POSTED BY Bridget Sarpu

Earlier this month Microsoft and Nokia struck a deal unlike any other.  Microsoft will obtain Nokia’s devices and services unit and license the company’s mapping services in a deal worth $7.2 billion.  Specifically, the two-part transaction included Microsoft spending $5 billion on Nokia’s mobile phones unit, in hopes to compete with companies like Google and Apple in the smartphone market, and then it spent another $2.18 billion to license Nokia’s patent portfolio.  What is included in that patent portfolio?  The deal gives Microsoft use of more than 8,500 Nokia design patents, as well as a 10-year license to around 30,000 feature patents and patent applications, intellectual property that is estimated to be worth about $6 billion.  So what is left for Nokia?

For years, patents have been a vital part of the technology business.  A patent is an intellectual property right granted to an inventor “to exclude others from making, using, offering for sale, or selling the invention.”  Patents allow companies to protect ideas, however, companies are also able to buy and sell patents to other companies, as well as profit by licensing them out to others for use.  Patents have recently become hot topics since big tech companies like Apple and Samsung continually sue one another for billions of dollars over the technologies found in smartphones, computers, tablets, and other gadgets.  With the rights of licensing patents, persons or companies can enforce patent rights against accused infringers who do not acquire the necessary patent license.  Unfortunately, some companies dedicate all of their resources to enforce patent rights in order to collect licensing fees, however they do not manufacture products or supply services based on the patent in question.  These companies, known as patent trolls or patent assertion entities, exist solely to exploit and intimidate competitors by threatening litigation for overly broad patents.  This in turn hurts businesses and stifles innovation.

So what is left for Nokia? To be clear, Nokia is keeping most of its patent portfolio.  All Microsoft is gaining are the design patents, along with licenses to the patent portfolio, not complete ownership of the portfolio.  Selling Microsoft its smartphone business could make way for Nokia to enforce its patents more aggressively.  Having sold all their physical devices and equipment, Nokia is now free to pursue any company they feel is “infringing” their patents.  Best of all they can threaten litigation on infringers without worrying about counter attacks against their own technologies (they have no real technologies that could be violating other patents).  This setup leaves Nokia as potentially an unlikable patent troll, most likely seeking to pursue infringers who rival Microsoft.

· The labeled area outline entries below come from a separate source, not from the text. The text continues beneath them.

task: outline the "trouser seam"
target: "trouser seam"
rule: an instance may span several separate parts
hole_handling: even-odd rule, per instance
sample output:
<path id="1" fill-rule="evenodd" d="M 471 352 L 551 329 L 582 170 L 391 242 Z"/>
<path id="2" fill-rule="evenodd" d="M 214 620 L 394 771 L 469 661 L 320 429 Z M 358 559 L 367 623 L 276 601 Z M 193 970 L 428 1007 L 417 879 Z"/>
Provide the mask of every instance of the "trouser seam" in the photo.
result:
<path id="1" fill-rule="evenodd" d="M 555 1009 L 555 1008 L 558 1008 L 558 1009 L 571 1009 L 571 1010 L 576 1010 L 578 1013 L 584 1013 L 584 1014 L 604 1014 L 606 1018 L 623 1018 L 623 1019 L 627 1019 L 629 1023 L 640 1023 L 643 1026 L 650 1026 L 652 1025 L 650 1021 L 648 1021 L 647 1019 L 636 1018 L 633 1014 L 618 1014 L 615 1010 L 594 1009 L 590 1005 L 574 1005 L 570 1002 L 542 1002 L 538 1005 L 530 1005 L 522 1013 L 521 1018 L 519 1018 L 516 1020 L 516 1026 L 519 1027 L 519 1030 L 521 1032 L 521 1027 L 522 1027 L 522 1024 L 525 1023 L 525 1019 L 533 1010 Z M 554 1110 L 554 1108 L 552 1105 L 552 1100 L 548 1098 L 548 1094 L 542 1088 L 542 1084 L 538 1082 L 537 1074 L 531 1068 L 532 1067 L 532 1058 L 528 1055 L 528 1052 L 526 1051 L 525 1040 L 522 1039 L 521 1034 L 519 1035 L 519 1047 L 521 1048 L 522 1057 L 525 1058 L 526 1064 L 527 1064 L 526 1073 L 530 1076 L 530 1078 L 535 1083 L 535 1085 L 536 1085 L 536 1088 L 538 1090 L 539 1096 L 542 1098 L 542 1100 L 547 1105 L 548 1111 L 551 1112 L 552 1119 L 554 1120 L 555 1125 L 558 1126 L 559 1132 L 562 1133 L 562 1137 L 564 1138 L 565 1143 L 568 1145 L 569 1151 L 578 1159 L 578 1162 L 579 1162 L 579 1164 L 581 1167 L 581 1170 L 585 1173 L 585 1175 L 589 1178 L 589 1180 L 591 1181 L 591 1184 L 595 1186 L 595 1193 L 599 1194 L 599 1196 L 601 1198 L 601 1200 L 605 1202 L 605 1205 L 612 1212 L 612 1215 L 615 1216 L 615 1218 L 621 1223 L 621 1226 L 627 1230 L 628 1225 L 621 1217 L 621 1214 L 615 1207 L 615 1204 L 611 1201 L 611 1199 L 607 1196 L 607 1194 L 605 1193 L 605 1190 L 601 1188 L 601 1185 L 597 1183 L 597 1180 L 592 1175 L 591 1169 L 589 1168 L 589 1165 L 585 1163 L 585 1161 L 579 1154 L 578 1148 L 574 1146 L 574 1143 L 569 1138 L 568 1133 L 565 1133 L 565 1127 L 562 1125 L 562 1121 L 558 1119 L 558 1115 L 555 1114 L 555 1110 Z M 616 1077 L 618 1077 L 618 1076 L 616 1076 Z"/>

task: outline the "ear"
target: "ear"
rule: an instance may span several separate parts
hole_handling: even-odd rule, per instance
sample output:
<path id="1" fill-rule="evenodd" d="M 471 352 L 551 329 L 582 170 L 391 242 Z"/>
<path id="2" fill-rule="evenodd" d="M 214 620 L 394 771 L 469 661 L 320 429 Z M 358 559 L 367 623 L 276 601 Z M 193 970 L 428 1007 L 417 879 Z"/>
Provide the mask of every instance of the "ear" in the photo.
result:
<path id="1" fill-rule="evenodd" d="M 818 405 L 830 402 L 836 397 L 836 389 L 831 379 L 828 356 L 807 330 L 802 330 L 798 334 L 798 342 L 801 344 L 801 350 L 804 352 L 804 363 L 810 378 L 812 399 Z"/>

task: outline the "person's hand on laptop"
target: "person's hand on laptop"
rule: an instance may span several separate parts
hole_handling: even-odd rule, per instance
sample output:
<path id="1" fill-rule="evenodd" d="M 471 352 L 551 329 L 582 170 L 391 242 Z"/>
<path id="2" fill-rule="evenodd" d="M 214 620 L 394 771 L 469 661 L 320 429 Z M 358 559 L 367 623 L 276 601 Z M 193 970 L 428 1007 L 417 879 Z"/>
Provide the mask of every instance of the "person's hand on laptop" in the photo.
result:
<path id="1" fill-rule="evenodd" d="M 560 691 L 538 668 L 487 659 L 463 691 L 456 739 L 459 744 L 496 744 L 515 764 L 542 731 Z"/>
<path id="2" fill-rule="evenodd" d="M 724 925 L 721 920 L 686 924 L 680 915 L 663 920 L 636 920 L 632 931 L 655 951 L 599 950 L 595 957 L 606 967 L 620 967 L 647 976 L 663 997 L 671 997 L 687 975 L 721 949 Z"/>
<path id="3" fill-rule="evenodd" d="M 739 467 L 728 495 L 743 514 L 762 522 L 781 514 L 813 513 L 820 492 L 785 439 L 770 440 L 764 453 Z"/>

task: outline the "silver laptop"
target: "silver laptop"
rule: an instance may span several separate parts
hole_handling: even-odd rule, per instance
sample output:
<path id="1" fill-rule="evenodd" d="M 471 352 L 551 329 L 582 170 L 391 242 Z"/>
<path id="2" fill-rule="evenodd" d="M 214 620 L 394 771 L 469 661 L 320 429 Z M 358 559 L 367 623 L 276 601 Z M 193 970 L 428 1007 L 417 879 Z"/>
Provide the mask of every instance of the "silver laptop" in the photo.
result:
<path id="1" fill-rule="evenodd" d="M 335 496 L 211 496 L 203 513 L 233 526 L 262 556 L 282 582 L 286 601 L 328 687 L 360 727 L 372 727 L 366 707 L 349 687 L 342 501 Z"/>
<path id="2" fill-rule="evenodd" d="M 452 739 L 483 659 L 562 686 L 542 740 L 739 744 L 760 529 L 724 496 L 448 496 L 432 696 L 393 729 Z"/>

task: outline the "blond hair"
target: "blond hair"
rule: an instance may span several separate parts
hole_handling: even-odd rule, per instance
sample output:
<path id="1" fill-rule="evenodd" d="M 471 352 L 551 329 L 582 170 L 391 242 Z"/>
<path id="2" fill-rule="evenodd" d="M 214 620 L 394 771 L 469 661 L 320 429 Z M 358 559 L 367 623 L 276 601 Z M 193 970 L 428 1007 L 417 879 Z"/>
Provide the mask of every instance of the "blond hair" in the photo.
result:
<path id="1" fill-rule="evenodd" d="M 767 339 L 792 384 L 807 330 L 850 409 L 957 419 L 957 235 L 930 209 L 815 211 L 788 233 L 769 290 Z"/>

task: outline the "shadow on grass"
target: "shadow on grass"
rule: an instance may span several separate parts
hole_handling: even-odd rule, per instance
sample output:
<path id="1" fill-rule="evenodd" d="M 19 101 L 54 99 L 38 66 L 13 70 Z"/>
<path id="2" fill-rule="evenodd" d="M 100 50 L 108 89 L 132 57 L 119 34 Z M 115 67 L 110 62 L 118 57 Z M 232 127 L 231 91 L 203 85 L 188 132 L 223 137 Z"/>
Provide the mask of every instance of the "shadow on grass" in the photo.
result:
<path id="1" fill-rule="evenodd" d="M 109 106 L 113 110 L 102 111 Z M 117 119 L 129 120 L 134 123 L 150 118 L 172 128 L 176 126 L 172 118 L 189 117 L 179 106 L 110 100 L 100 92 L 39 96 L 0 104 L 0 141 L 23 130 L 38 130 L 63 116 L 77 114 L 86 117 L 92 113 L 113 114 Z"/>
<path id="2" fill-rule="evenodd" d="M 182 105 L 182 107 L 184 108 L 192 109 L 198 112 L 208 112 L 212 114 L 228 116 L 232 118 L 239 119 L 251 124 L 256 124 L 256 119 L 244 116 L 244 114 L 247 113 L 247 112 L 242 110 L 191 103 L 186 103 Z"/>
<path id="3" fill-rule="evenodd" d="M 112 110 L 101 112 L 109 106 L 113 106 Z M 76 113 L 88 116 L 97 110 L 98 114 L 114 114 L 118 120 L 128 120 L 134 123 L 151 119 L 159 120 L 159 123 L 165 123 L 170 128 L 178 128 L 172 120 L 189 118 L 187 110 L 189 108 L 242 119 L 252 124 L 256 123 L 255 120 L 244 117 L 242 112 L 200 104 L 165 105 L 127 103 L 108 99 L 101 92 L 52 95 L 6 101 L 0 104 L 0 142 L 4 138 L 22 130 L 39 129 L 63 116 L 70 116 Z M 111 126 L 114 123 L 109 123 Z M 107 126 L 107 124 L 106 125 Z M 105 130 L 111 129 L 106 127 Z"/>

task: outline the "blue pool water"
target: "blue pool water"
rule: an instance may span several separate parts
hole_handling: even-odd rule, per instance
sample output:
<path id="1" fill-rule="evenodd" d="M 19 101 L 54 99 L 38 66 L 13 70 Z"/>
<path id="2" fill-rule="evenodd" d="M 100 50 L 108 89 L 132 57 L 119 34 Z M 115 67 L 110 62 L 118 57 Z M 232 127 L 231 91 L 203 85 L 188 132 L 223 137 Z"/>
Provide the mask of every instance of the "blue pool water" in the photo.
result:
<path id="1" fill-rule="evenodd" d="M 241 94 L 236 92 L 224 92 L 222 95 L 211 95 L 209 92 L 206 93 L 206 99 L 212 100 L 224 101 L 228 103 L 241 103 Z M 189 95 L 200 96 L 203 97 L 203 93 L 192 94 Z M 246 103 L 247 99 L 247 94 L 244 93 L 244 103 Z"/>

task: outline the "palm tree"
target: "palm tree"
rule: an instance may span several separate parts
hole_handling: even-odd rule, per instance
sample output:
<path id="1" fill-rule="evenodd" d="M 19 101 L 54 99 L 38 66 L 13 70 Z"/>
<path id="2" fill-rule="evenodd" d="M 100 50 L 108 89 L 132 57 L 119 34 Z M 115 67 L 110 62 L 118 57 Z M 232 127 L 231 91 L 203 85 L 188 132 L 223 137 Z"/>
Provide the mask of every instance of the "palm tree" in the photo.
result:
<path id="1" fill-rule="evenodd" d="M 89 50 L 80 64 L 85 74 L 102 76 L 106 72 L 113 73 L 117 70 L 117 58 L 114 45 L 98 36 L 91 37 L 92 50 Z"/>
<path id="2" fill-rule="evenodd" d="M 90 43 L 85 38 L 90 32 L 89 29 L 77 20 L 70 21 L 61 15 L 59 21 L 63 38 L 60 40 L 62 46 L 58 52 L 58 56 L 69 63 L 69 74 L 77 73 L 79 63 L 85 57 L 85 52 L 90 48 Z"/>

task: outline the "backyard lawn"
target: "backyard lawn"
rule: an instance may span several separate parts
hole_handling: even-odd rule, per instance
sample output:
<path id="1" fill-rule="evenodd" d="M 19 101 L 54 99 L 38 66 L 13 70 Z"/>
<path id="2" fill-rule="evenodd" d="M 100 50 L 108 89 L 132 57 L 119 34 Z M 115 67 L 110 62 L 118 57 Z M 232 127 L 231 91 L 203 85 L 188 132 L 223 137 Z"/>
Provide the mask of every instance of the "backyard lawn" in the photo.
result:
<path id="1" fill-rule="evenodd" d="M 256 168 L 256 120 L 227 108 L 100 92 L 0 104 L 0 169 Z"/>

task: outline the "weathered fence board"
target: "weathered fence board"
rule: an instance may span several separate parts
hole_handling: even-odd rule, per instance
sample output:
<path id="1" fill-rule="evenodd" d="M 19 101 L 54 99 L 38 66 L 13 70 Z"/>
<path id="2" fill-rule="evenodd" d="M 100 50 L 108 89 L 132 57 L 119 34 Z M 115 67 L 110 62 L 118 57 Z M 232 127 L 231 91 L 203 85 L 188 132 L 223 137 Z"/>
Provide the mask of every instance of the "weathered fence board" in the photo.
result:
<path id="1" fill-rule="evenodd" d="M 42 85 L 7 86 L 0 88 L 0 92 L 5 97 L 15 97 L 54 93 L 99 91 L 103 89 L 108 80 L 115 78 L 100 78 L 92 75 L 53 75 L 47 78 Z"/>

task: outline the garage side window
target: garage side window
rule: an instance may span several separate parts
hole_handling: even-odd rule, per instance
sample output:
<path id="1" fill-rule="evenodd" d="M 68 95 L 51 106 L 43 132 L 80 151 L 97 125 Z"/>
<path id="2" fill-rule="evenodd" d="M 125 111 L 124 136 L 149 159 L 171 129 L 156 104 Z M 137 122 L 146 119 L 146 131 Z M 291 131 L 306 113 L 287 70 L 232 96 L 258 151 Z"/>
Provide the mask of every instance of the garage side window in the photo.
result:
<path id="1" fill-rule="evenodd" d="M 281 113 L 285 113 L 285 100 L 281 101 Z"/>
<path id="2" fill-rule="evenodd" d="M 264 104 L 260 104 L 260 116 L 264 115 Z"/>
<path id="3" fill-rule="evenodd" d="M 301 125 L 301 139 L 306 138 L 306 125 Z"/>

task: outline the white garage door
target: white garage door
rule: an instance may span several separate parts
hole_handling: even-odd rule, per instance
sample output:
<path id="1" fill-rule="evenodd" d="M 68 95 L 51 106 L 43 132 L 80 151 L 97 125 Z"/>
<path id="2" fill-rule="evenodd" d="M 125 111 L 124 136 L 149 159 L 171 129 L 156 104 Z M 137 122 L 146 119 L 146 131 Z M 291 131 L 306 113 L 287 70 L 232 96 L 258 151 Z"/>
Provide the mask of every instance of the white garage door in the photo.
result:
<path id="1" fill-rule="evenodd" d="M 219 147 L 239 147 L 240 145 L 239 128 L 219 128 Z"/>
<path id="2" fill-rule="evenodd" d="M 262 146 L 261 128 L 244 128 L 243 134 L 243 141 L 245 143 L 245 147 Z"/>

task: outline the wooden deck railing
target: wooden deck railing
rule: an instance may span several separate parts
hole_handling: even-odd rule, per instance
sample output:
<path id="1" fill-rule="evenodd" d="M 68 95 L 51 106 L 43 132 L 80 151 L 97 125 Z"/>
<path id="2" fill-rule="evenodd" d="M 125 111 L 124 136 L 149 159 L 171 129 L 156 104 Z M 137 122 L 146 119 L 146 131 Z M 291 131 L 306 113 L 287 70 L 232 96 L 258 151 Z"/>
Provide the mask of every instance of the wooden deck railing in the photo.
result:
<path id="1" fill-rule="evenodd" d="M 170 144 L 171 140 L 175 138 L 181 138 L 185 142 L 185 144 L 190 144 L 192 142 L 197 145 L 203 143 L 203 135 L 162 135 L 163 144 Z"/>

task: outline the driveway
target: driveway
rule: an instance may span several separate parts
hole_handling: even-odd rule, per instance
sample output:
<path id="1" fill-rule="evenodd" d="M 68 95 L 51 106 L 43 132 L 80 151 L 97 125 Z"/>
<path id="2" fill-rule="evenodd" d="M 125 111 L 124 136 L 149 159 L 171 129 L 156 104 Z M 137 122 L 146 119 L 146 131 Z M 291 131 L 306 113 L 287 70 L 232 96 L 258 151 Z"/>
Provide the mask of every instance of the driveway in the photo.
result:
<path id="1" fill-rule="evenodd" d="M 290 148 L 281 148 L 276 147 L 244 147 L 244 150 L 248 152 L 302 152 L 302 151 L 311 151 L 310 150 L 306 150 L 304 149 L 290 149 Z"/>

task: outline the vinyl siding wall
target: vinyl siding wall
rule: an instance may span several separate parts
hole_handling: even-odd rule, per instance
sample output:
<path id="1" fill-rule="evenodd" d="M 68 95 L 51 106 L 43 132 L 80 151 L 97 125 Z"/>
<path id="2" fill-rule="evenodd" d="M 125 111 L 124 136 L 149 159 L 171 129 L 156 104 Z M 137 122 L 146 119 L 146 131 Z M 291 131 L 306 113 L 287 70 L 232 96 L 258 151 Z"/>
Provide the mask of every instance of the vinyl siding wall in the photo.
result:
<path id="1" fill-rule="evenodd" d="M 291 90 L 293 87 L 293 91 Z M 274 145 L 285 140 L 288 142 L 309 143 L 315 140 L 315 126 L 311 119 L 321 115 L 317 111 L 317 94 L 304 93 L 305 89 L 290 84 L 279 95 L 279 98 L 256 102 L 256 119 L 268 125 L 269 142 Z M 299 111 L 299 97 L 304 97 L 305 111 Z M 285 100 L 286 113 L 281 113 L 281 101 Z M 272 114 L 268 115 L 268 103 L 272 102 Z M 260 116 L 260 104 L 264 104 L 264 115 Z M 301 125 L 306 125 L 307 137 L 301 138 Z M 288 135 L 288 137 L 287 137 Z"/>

Because the patent licenses are nonexclusive, Nokia can use them any way it wishes and they will presumably use them as a profit center.  For example, Nokia is the holder of the only patents known to read Goggle’s video compression format software (VP8).   Nokia has already made clear that it has no intention of licensing to Google to use its patent thus leaving Google with a blocked technology with little hope to progress.  In the past, Google could retaliate by attacking Nokia’s infringement of its own patents.  However, because all of Nokia’s products belong to Microsoft, that line of defense is no longer available.  Nokia can now analyze EVERYONE’S business and identify and challenge all potential infringements.  With access to a substantial budget, Nokia can afford lengthy litigation and seek substantial fees from any industry that competes with Microsoft.

In sum, Nokia has ample opportunity to join the patent troll business, threatening not only big competitors like Apple, Google, and Samsung, but also threatening the progression of all future innovations.  For a company that seemed to be on the downfall for selling the majority of their products, Nokia now has a newfound and concerning power in the tech world.